A meow, deeper than Eileen's and not from her mouth, bounced off the walls of the apartment. Henry felt his heart sink into his stomach. Frightened by the noise, Eileen jumped and frantically curled herself between Henry's knees, desperate to get away. Picking up his kitten, Henry slowly backed into his room. Fumbling with the nightstand as Eileen's tiny body was wracked with pain in his hand, he fished out a long, pure white candle with a bloody red inscription. Keeping the kitten close to his heartbeat, he ventured back out into the hallway, easing his way to the kitchen. The deeper cat yowled again, causing Eileen to squeak in fear.

"It's all right," Henry said soothingly though his voice trembled, "I've seen this before."

Carefully he opened the fridge, seeing the all-too-familiar lump of flesh stare at him with a bloody stump for a head. The candle in his hand flared to life as he set it down in front of the flesh. The lump yowled and Eileen shrieked in pain as a response. Henry felt his fingers close protectively over the cat.

"I hope this is a dream," he whispered hoarsely as he watched the lump of flesh disintegrate with the candle. Eileen shivered against him.

Dazed, he closed the fridge when everything had disappeared and shuffled back to bed, wide-eyed and kitten in hand. Placing her carefully on the bed before clambering in after her, he gazed at the kitten, wrapped tightly in her own tail and still trembling from the lump of flesh from the fridge.

Reaching out a finger to lightly stroke her chest, he spoke to the kitten quietly.

"Did you see it coming? Was that why I found you in the fridge this morning?"

The kitten gazed at him as though it was frustrated with itself for failing to make him understand. Or maybe he was reading into its green eyes too deeply.

"I'm sorry," he apologized, "Talking to you like this, thinking you're more than a cat...,"

Eileen batted his finger.

"I'll be here now, just nine-to-five work for a while. No more weddings."

She seemed to ignore him. Henry sighed, and tiredly moved his finger to the soft fuzz of her stubby arm. Eileen flinched away, sitting on her hind legs before pouncing on his finger and biting. Henry let her.

"I'll pay more attention to you is what I'm saying," Henry explained quietly, "Hopefully...we won't be haunted again."
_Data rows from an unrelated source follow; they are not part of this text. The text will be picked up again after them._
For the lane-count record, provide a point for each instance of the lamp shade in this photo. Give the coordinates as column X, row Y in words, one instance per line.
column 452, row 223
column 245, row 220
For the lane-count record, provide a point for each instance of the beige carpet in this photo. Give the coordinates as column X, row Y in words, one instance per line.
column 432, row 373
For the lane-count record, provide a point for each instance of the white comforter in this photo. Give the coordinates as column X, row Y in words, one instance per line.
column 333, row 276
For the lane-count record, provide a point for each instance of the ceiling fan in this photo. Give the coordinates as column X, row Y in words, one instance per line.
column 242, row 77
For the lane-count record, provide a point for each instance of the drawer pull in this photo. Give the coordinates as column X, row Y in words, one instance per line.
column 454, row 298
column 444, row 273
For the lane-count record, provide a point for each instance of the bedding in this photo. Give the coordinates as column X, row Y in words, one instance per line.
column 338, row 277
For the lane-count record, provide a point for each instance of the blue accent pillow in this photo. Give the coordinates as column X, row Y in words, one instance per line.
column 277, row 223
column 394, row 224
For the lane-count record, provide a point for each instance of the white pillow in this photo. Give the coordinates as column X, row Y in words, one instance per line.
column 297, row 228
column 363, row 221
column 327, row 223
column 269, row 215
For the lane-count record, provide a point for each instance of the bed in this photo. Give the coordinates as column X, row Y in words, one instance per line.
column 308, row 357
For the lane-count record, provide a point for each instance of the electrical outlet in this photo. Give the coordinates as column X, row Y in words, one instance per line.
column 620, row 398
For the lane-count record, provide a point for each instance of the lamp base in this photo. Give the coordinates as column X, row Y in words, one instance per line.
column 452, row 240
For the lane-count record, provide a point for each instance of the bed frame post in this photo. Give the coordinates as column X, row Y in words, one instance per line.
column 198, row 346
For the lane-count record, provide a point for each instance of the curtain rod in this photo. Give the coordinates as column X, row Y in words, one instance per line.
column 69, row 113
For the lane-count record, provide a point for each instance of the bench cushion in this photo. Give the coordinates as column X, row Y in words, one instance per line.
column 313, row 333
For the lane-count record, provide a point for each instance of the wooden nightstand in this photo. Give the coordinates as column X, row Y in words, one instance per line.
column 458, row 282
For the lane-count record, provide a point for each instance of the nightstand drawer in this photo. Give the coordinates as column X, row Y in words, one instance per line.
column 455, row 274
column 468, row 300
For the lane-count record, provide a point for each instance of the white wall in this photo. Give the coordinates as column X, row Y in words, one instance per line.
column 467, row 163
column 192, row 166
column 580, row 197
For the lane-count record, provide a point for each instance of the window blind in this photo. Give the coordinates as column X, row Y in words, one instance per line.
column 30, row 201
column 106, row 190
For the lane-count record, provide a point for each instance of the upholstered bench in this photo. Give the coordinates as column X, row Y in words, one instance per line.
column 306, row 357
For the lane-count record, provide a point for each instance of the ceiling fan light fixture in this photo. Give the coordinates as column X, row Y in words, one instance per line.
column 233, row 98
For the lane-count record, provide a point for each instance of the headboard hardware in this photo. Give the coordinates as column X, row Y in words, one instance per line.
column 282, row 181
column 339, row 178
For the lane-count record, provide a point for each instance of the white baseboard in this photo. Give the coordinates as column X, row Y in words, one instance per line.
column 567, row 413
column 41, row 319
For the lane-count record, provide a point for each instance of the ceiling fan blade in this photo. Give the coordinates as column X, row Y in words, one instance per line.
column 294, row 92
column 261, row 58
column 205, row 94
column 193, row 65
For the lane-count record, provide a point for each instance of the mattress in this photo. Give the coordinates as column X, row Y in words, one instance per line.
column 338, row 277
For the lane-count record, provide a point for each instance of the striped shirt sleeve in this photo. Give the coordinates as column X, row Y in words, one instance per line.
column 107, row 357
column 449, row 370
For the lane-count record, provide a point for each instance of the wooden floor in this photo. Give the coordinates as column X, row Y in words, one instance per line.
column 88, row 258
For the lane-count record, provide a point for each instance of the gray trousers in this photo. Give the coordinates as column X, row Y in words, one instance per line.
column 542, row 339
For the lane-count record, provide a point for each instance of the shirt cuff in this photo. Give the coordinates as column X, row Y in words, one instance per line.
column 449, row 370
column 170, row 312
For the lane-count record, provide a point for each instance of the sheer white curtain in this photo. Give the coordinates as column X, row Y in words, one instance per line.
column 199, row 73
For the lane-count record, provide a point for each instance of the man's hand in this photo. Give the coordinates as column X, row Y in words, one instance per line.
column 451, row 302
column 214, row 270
The kitten released his finger and Henry sniffed, dismissing his one-sided conversation with a cat as he rolled over to fall asleep.

Eileen watched him, her tail swishing back and forth. After a while she started to purr softly, climbing carefully onto his pillow and nestling herself against the thick hair on the back of his head.

Henry felt as though he was forgiven, but the circumstances that led up to the forgiveness troubled his sleep for the rest of the week.